Imagine a user is listening to Spotify or something in the background while using my app, and they tap on a video to play it. The video defaults to muted, so Spotify continues. THEN the user hits unmute, so Spotify will pause, and the now unmuted video audio will start playing.

Now, turns out the video's audio wasn't so interesting and the user would prefer to listen to their music, so the user hits mute this time, so the video's audio ceases and Spotify should resume.

That last bit is the snag, when you set an app's audio session to inactive it seemingly requires the playing video to be paused. I don't want it to be paused, I'd like it to keep playing (just without audio), but it seems like a requirement for some reason.

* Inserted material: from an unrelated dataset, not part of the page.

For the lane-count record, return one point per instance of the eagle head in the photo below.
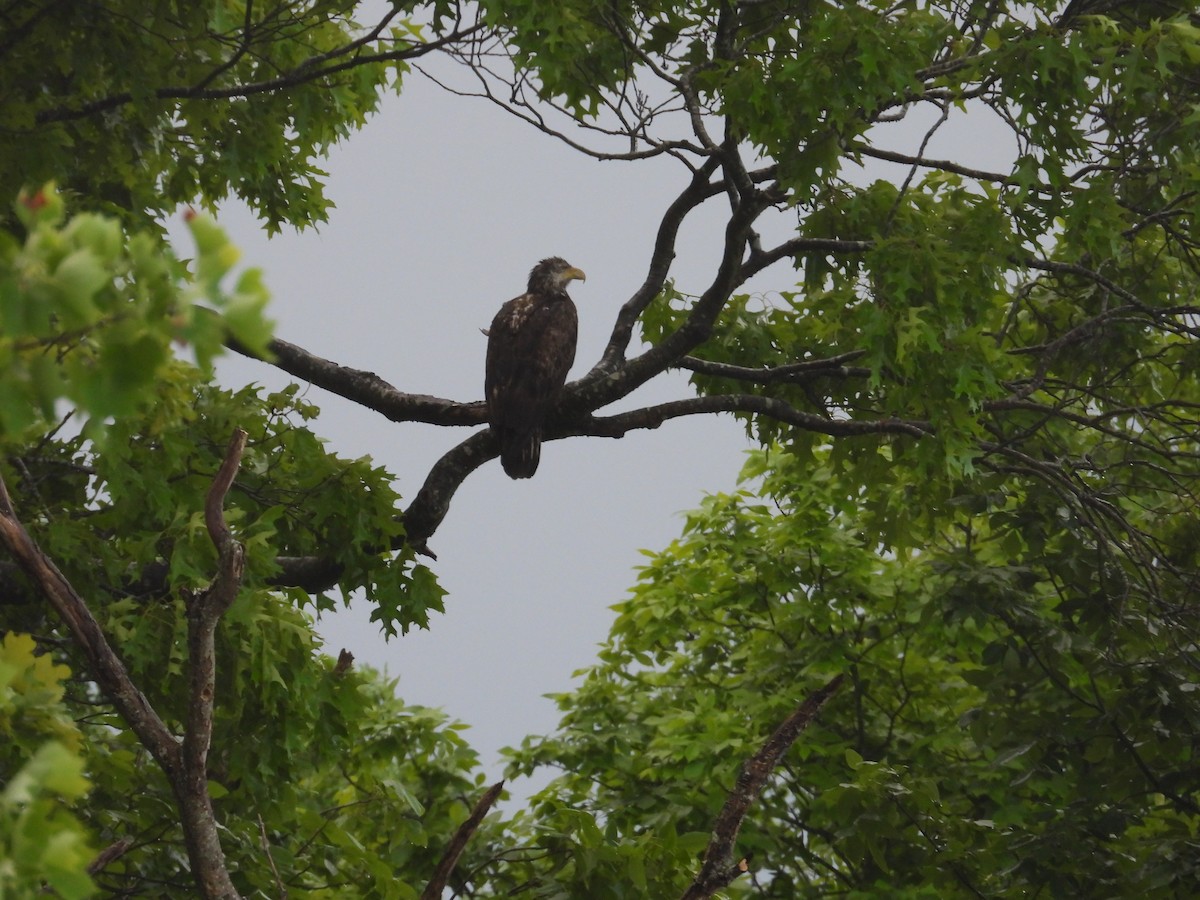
(551, 276)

So in response you can seemingly do a dance of A) pause video, B) set audio session to inactive thus re-enabling Spotify, C) unpause video. But if you do this dance too quickly, iOS gets annoyed and treats it as if you didn't pause it at all, potentially messing with the video's playback and outputting:

Deactivating an audio session that has running I/O. All I/O should be stopped or paused prior to deactivating the audio session

There's no completion handlers or anything though (that I can see) to facilitate when you should be re-enabling any paused video or whatnot, so I've resorted to this gross piece of code where I introduce artificial (guessed) delays:

// Pause it
player.pause()
videoControlsView?.isPaused = true

DispatchQueue.main.asyncAfter(deadline: .now() + .milliseconds(100)) {
    // Wait 0.1 seconds, set audio to inactive
    do {
        try AVAudioSession.sharedInstance().setCategory(.ambient, mode: .default, options: [])
        try AVAudioSession.sharedInstance().setActive(false, options: .notifyOthersOnDeactivation)
    } catch {
        print(error)
    }

    DispatchQueue.main.asyncAfter(deadline: .now() + .milliseconds(100)) {
        // Wait 0.1 seconds, unpause
        player.play()
        player.isMuted = true
        self.videoControlsView?.isMuted = true
    }
}

But despite testing quite a bit, this code is obviously very fragile and not my favorite I've ever written. Is there a proper way to be doing this?

Note: activating (rather than deactivating) an audio session has no such issues.